Glucose-1-phosphate thymidylyltransferase (RmlA) catalyzes the condensation of glucose-1-phosphate (G1P) with deoxy-thymidine triphosphate (dTTP) to yield dTDP-d-glucose and pyrophosphate. This is the first step in the l-rhamnose biosynthetic pathway. l-Rhamnose is an important component of the cell wall of many microorganisms, including Mycobacterium tuberculosis and Pseudomonas aeruginosa. Here we describe the first nanomolar inhibitors of P. aeruginosa RmlA. These thymine analogues were identified by high-throughput screening and subsequently optimized by a combination of protein crystallography, in silico screening, and synthetic chemistry. Some of the inhibitors show inhibitory activity against M. tuberculosis. The inhibitors do not bind at the active site of RmlA but bind at a second site remote from the active site. Despite this, the compounds act as competitive inhibitors of G1P but with high cooperativity. This novel behavior was probed by structural analysis, which suggests that the inhibitors work by preventing RmlA from undergoing the conformational change key to its ordered bi-bi mechanism.
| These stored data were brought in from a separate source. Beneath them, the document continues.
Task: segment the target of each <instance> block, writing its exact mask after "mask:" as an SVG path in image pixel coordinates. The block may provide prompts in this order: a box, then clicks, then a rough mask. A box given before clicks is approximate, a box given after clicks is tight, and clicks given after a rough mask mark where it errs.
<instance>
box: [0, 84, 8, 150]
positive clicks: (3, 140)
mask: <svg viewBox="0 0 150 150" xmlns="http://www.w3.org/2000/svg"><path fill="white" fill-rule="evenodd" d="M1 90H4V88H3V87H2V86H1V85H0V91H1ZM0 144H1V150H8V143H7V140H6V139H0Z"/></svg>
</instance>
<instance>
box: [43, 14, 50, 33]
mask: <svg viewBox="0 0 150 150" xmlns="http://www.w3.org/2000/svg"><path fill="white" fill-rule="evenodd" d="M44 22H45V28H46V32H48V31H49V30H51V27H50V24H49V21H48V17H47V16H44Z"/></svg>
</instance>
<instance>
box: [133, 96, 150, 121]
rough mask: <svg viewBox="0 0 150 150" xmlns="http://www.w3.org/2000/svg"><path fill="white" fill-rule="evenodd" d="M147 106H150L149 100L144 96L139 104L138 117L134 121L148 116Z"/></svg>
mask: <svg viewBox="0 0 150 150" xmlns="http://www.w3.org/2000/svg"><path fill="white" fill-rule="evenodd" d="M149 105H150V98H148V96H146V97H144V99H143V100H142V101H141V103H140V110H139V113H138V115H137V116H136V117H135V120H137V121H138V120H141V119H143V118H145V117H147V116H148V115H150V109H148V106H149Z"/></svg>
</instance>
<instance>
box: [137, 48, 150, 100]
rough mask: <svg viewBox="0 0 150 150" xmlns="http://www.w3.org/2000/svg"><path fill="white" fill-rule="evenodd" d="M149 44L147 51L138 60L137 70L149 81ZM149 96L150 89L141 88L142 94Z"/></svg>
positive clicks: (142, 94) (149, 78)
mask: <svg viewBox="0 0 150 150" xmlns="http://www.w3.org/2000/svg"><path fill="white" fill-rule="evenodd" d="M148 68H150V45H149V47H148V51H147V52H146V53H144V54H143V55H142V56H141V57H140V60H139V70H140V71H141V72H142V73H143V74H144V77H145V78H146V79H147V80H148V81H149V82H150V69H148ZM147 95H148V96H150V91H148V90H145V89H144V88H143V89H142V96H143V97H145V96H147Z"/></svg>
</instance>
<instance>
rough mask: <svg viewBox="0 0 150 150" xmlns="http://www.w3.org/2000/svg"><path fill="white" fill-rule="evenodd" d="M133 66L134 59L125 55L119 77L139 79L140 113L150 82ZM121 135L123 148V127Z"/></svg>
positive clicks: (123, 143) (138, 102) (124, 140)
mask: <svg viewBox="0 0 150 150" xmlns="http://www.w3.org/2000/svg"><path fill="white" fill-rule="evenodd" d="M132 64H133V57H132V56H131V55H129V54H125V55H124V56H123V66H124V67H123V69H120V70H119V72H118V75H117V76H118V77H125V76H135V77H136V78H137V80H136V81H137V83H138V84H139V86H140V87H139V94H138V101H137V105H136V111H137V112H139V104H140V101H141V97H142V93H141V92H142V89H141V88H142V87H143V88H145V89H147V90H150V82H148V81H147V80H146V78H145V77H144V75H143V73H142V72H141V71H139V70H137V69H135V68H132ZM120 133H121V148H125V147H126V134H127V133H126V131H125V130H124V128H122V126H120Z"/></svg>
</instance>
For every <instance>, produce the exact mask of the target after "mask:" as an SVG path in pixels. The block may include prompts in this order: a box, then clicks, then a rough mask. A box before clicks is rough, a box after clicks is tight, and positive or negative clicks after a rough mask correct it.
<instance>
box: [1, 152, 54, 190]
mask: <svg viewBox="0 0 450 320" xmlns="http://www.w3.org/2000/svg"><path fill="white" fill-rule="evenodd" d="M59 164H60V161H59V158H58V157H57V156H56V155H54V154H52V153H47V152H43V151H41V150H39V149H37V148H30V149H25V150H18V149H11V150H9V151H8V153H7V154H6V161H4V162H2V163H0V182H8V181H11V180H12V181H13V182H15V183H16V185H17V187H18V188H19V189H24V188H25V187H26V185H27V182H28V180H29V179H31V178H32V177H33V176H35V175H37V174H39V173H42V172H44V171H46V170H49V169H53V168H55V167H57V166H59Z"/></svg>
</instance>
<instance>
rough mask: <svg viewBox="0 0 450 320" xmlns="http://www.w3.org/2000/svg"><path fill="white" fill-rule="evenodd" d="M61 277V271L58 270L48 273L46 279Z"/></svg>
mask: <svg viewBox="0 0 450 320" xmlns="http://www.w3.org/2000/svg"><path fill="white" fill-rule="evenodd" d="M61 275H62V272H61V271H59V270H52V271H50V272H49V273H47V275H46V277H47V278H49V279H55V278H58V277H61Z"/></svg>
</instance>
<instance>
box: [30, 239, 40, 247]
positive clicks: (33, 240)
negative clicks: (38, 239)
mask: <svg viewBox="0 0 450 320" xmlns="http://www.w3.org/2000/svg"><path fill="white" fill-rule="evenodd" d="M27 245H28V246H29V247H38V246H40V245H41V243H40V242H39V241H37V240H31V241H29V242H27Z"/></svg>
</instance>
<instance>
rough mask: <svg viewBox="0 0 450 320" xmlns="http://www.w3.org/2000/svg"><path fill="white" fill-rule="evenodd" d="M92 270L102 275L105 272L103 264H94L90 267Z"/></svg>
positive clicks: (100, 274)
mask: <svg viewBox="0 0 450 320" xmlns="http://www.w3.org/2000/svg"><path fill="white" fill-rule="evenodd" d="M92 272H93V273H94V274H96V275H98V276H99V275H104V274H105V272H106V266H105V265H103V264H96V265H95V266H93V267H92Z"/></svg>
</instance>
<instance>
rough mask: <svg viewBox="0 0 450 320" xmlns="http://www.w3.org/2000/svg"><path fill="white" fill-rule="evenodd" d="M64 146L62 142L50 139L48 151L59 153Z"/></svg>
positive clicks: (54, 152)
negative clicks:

葡萄糖-1-磷酸胸苷酰转移酶(RmlA)催化葡萄糖-1-磷酸(G1P)与脱氧胸苷三磷酸(dTTP)缩合,生成dTDP-d-葡萄糖和焦磷酸。这是L-鼠李糖生物合成途径的第一步。L-鼠李糖是许多微生物细胞壁的重要组成部分,包括结核分枝杆菌和铜绿假单胞菌。在此,我们描述了铜绿假单胞菌RmlA的首个纳摩尔级抑制剂。这些胸腺嘧啶类似物通过高通量筛选鉴定,随后通过蛋白质晶体学、计算机模拟筛选和合成化学相结合的方法进行优化。一些抑制剂对结核分枝杆菌具有抑制活性。这些抑制剂并非结合在RmlA的活性位点,而是结合在远离活性位点的第二个位点。尽管如此,这些化合物作为G1P的竞争性抑制剂,但具有高协同性。通过结构分析对这种新行为进行了探究,结果表明抑制剂的作用方式是阻止RmlA发生对其有序双底物双产物机制至关重要的构象变化。